Major news outlets in recent days have reported that U.S. Department of Health and Human Services Secretary Kathleen Sebelius is raising money from the private sector—including from health-care executives—for use by a private entity that is helping to implement ObamaCare. The entity, Enroll America, is run by a former White House aide.

The Washington Post quoted an HHS spokesman last week saying, "We requested additional money [from Congress] . . . but we didn't receive any additional funding for the exchanges. So we had to come up with Plan B."

My immediate thought was: Isn't "Plan B" what got Oliver North in trouble during the 1980s?

While working in the Reagan administration, Col. North was accused of using money raised in an arms-for-hostages swap with Iran to fund and work with private organizations providing military support to rebel armies in Nicaragua. North was found to have done this even though Congress had refused to provide funding and prohibited spending any available funds for such purposes.

A select Joint Committee of Congress investigated what became known as Iran-Contra. The problem was not just where the money came from, but also where and how it was spent. Article I of the U.S. Constitution does not permit government officials to spend money that Congress has refused to authorize or appropriate. Federal laws such as the Anti-Deficiency Act make this behavior unlawful.

There is, of course, a difference between Nicaraguan rebels and health care. With Iran-Contra, Congress had also prohibited support for the rebels, while in the case of health-care funding, Congress has refused to provide the amounts that the administration has asked for. But the principle and the legal prohibitions are the same.

The report of the bipartisan majority of the Iran-Contra Select Committee summarized the law in November 1987: "The Constitution does prohibit receipt and collection of such funds by this government absent an appropriation. This appropriation may not be evaded by use of a nominally private entity if the entity is in reality an arm of the government and the government is able to direct how the money is spent."
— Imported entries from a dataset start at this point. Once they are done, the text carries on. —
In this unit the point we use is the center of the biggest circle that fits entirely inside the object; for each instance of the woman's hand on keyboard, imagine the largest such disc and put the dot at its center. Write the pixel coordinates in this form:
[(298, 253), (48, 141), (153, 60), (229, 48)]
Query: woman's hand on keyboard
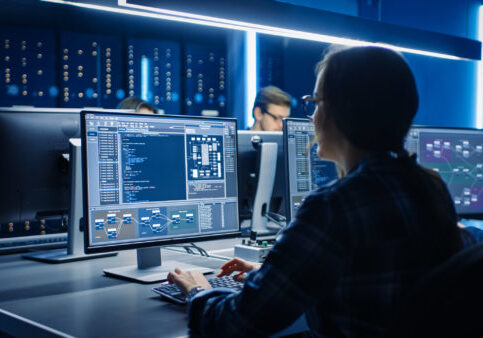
[(240, 265), (188, 280)]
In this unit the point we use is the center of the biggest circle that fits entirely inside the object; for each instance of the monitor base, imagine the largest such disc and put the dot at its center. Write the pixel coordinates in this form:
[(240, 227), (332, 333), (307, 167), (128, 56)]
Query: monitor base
[(61, 256), (152, 274)]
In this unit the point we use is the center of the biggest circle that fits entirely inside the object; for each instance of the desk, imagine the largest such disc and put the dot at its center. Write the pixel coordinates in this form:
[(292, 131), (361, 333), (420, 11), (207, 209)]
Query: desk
[(76, 299)]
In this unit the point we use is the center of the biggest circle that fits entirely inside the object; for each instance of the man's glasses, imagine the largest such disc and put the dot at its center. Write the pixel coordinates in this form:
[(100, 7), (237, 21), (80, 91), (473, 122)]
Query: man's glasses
[(275, 117), (309, 103)]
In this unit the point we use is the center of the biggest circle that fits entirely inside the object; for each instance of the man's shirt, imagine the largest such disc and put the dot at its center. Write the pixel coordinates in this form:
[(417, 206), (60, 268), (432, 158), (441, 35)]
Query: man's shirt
[(355, 248)]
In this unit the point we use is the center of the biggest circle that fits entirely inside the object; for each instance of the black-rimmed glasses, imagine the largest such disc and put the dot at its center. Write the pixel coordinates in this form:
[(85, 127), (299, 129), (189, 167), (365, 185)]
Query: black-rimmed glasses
[(309, 103), (275, 117)]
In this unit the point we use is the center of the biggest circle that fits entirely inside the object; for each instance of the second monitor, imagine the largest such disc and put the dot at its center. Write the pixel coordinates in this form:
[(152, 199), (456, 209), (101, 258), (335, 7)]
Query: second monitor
[(304, 169)]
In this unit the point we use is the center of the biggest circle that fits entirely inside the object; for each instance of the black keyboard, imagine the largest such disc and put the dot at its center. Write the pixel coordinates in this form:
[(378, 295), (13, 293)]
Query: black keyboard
[(172, 292)]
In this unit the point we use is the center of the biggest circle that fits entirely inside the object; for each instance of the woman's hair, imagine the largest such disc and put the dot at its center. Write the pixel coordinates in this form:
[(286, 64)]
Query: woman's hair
[(371, 94)]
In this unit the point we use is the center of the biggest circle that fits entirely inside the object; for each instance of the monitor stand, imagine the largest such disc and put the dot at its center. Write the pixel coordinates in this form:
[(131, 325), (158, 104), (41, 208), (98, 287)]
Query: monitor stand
[(149, 268), (75, 237), (266, 177)]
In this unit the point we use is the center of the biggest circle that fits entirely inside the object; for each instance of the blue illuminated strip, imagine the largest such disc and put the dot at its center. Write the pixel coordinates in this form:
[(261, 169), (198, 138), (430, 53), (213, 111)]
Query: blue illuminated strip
[(145, 81), (168, 15)]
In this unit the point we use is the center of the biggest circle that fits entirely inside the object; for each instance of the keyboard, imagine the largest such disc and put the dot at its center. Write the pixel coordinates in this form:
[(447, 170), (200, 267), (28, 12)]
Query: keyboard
[(172, 292), (16, 244)]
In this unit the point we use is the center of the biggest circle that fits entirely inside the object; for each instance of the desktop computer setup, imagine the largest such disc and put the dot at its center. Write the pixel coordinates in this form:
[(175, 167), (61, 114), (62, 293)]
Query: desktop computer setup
[(134, 166), (261, 188), (34, 194), (153, 180), (301, 171), (456, 154)]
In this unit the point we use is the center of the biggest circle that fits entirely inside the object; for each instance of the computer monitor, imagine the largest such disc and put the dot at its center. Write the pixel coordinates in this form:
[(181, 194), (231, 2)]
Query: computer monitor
[(34, 193), (457, 155), (248, 170), (153, 180), (304, 169)]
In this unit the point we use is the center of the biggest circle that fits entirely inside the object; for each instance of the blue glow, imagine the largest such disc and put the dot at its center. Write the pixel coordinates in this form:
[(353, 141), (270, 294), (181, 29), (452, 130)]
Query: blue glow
[(53, 91), (120, 94), (164, 14), (251, 80), (198, 98), (145, 65), (479, 86), (12, 90), (89, 93)]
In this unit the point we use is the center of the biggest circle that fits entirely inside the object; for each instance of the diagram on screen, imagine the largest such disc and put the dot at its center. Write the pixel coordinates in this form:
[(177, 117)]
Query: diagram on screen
[(459, 161), (183, 221), (115, 224), (205, 157), (153, 222)]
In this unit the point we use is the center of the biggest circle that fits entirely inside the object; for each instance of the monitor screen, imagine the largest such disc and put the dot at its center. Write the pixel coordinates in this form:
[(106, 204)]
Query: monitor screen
[(158, 179), (34, 148), (248, 167), (457, 155), (305, 170)]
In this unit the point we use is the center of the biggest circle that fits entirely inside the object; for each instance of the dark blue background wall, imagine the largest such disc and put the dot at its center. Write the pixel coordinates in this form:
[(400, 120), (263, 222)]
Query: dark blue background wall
[(447, 88)]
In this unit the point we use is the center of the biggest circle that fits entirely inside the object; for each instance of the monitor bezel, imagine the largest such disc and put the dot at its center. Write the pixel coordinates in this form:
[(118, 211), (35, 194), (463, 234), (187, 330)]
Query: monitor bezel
[(88, 248), (460, 215), (288, 206)]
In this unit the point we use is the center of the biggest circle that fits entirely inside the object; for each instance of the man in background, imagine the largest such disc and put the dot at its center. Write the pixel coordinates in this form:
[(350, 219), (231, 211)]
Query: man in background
[(271, 105), (138, 105)]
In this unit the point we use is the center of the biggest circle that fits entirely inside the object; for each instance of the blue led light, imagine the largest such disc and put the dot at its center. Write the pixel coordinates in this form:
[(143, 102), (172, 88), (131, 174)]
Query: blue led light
[(89, 93), (145, 81), (120, 94), (53, 91), (198, 98), (12, 90)]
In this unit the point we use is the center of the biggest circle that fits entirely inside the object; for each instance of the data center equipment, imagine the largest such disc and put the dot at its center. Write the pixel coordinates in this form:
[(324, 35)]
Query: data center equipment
[(34, 147), (151, 180), (456, 154), (28, 61), (91, 70), (249, 159), (305, 170), (154, 73), (205, 80)]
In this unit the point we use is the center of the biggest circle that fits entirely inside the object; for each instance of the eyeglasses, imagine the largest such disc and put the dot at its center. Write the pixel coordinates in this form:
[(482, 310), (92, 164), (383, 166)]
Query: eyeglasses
[(309, 103), (275, 117)]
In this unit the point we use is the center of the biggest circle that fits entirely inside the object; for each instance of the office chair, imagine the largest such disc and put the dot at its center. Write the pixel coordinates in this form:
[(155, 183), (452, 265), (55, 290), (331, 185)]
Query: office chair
[(447, 302)]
The report also said: "Congress's exclusive control over the expenditure of funds cannot legally be evaded though the use of gifts or donations to the executive branch. Were it otherwise, a president whose appropriation requests were rejected by Congress could raise money through private sources or from other countries for armies, military actions, arms systems or even domestic programs." Note: even domestic programs.

In July 1987, President Reagan's Secretary of State, George Shultz, testified before Congress regarding the Iran-Contra affair: "You cannot spend funds the Congress doesn't either authorize you to obtain or appropriate. That is what the Constitution says, and we have to stick to it. Now, I will join everybody in saying that sometimes it gets doggone frustrating with what the Congress does or doesn't do, and I can be critical. However, that's the system, and we have to accept it, and then we have an argument about it and try to persuade you otherwise."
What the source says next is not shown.